Ela sorriu e voltou para sua sala de aula, tocou o sinal para o recreio quando eu estava voltando para a quadra.

"Graças a Deus já acabou" odeio educação física, voltei para quadra onde estavam todos.

Camila: Eai? Como ela tá?

Manuela: Melhor, ninguém merece passar por isso.

Sentei e lanchei como os outros.

Luana: Olha que fofos - falou olhando para Sarah e Gustavo que estavam dividindo um cachorro-quente.

*Sarah*

Sarah: Seu guloso tá comendo tudo!

Gustavo: Fui eu que paguei.

Sarah: Foda-se.

Gustavo: Uii

Sarah: Olha que eu vô te senta os tapa - falou brincando.

Gustavo: Vem se tu coragem - falou desafiador com um sorriso.

Sarah: Mais credo...

Gustavo: Palito.

Sarah: Elefante.

Gustavo: Esqueleto.

Sarah: Bola.

Gustavo: Taquara.

Sarah: Almôndega - xingou rindo.

Ele mostrou a língua zombando.

*Manuela*

Manuela: São fofos realmente.

Luana: Eu shippo.

*Gustavo*

Gustavo: Ao menos eu so gordinho saudável, tu vai morre de anemia.

Sarah: Ah, cala a boca!

Gustavo: Vem calar - falei desafiador.

Sarah se aproximou lentamente e me beijou, realmente me calando.

Sarah: Viu, te calei - falou sorrindo me deixando de boca aberta.

Manuela: Dois casais formados em 1 dia e eu tô mais encalhada que Free Willy.

*Rose*

Eu não fui na aula, precisava ver Lisa, não era horário de visita então eu tive que falar exclusivamente com a médica dela para conseguir entrar. Ela estava em coma mas mesmo assim só vê-la já seria um alívio.
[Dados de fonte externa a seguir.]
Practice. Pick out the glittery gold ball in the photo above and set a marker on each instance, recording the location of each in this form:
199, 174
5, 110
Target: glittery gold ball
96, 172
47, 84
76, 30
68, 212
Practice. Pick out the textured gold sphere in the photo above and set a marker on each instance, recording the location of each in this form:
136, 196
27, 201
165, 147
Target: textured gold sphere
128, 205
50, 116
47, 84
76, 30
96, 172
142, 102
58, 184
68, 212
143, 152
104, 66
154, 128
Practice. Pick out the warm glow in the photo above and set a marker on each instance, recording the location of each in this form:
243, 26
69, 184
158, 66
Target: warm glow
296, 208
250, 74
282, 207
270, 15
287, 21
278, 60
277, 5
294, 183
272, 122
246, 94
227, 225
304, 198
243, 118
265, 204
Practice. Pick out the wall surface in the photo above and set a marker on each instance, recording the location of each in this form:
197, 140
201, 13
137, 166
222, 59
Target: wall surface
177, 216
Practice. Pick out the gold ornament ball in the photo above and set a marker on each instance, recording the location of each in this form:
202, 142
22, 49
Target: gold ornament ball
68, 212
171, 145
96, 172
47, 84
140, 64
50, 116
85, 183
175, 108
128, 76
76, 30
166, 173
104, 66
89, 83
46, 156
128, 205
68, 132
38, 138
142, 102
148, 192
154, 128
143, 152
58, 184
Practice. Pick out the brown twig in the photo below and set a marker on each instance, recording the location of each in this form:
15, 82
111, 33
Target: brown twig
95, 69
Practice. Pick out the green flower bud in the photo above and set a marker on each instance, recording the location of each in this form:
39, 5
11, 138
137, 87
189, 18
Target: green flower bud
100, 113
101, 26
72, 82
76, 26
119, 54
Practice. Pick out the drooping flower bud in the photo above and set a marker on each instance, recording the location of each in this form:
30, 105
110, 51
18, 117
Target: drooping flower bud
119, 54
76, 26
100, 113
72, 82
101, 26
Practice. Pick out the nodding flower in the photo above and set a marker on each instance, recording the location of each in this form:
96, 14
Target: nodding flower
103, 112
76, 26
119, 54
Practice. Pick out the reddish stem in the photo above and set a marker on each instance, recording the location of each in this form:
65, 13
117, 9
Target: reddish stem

Quando entrei no quarto da Lisa eu vi ela toda machucada, com arranhões no rosto e viva graças às máquinas.

Médica: Sinto lhe informar, mas a estimativa é que ela tenha 36 horas de vida...

Rose: Lisa... - não contive as lágrimas.

Médica: Ela não fala, mas talvez possa te ouvir, vou deixar vocês a sós.

Eu me sentei em um banco ao lado da cama dela e segurei sua mão.

Rose: Você não pode me deixar, não agora, nos conhecemos a tão pouco tempo e eu já gosto tanto de você, me desculpa Lisa, eu não deveria ter mentido na festa, nos beijamos, aconteceu, eu sou lésbica e deveria ter assumido, eu não tenho vergonha nenhuma de você, pelo contrário, eu te amo!

Sua mão fria e aparentemente sem vida se mecheu e apertou minha mão.

Lisa: Eu... Também... Te amo! - disse acordando.

Rose: Lisa! Oh meu Deus você não sabe o susto que me deu!

Ela sorriu.

Lisa: Foi preciso tudo isso para você assumir que me ama - disse com um sorriso.

Rose: Sua boba, quase me matou de susto, você já sabia que eu te amo.

Lisa: Mas é tão bom ouvir.

Nos beijamos, sem medo de que alguém pudesse ver, sem se importar com mais nada, apenas aproveitando o momento.